Slightly over a year later, President Biden reacted to Russia’s invasion of Ukraine by cutting off all Russian oil and gas imports. Russia supplied at least as much oil and gas as the Keystone Pipeline would have provided. The cancellation of Keystone and the sanctions on Russia resulted in a loss of potential oil and gas imports of 10% to 12% of the country’s daily petroleum usage. It was the most significant drop in oil supply since the OPEC Oil Embargo of the 1970s when the oil price quadrupled from $12 per barrel to $42 per barrel. In 2022, the oil (WTI) price merely doubled from roughly $60 per barrel to $120 per barrel.
And just like in the 1970s, inflation surged, going from 4.6% in 2021 to nearly 8% in 2022, and most of that is directly attributable to the price of gasoline. Prices that correlated with the President limiting supply.
Today, we live in an America that has seen profound changes because of the events of the past three years. We are currently experiencing the effects of those events: shortages, inflation, supply chain issues, and increasing labor unrest, all due to the imbalances created by the Pandemic and the over-reaction by our politicians.
It isn’t the first time we’ve been through tough times.

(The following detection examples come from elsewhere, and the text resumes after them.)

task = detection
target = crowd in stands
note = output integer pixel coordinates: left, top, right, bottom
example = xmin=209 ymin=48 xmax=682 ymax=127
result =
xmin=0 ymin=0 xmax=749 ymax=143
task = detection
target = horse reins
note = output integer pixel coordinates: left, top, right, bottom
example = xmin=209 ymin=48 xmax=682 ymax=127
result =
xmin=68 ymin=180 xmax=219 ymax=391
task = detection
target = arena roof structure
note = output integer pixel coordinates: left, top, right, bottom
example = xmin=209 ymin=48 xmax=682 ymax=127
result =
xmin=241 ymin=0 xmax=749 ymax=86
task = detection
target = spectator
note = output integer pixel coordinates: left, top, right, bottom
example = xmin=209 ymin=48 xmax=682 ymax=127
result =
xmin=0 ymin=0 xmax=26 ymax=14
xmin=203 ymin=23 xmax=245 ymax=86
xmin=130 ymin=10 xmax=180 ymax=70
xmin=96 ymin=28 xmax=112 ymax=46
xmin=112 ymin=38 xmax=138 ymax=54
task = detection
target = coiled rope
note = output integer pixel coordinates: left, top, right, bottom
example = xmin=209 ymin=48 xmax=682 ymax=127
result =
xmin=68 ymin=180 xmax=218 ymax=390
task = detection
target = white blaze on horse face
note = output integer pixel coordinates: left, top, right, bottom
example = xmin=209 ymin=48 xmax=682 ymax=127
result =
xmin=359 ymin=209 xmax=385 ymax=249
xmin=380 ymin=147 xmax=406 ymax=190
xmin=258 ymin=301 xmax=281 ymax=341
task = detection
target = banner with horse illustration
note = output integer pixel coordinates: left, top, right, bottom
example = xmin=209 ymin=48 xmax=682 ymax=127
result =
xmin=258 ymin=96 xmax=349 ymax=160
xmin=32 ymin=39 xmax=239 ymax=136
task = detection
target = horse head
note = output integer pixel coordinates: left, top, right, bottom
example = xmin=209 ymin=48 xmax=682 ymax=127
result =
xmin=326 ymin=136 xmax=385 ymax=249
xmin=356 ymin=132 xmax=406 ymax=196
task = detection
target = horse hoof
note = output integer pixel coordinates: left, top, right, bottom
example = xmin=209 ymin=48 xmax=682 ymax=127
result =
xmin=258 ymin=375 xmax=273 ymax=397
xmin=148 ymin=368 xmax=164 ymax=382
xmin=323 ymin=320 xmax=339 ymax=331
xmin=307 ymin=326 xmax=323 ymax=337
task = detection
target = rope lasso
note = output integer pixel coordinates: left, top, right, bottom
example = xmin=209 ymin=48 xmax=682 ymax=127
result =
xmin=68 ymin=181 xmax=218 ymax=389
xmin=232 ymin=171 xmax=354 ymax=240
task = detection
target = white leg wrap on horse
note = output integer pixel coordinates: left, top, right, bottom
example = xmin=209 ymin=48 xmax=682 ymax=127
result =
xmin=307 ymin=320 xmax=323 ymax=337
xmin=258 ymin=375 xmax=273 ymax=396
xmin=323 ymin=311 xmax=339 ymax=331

Generally, in the past, we’ve met these challenges through reform. The United States has been the world’s most effective self-correcting mechanism. Our Federal System’s distributive nature allows issues to be identified first and then various solutions proposed among the different states and localities. It’s a process that ultimately results in much-needed reform.
During the Great Depression of the 1930s, the nation identified Wall Street as a significant contributor to our economic problems. Over the next decade, the most insightful, far-reaching series of reforms were enacted into Law. Those reforms included the Securities Acts of 1933 and 1934, creating the Securities and Exchange Commission and defining and prohibiting fraudulent sales practices in the Securities Industry. Fraudulent Practices that led directly to the Stock Market Crash and subsequent Depression.
Those reforms provided the framework for what became the world’s most important financial system. Although these reforms did not change human nature, securities fraud still exists; the definition of what was fair and equitable versus what was fraudulent helped create today’s free and open securities markets.
Today, there is a growing consensus in the country that in reacting to the Pandemic, our political leaders overstepped their authority. Many of the ad hoc solutions created more issues than they solved. Fortunately, we still have the capability of self-correction. Properly applied reform could be as effective today as it was 90 years ago after the Great Depression.
It might be just the thing to bring us out of our economic funk.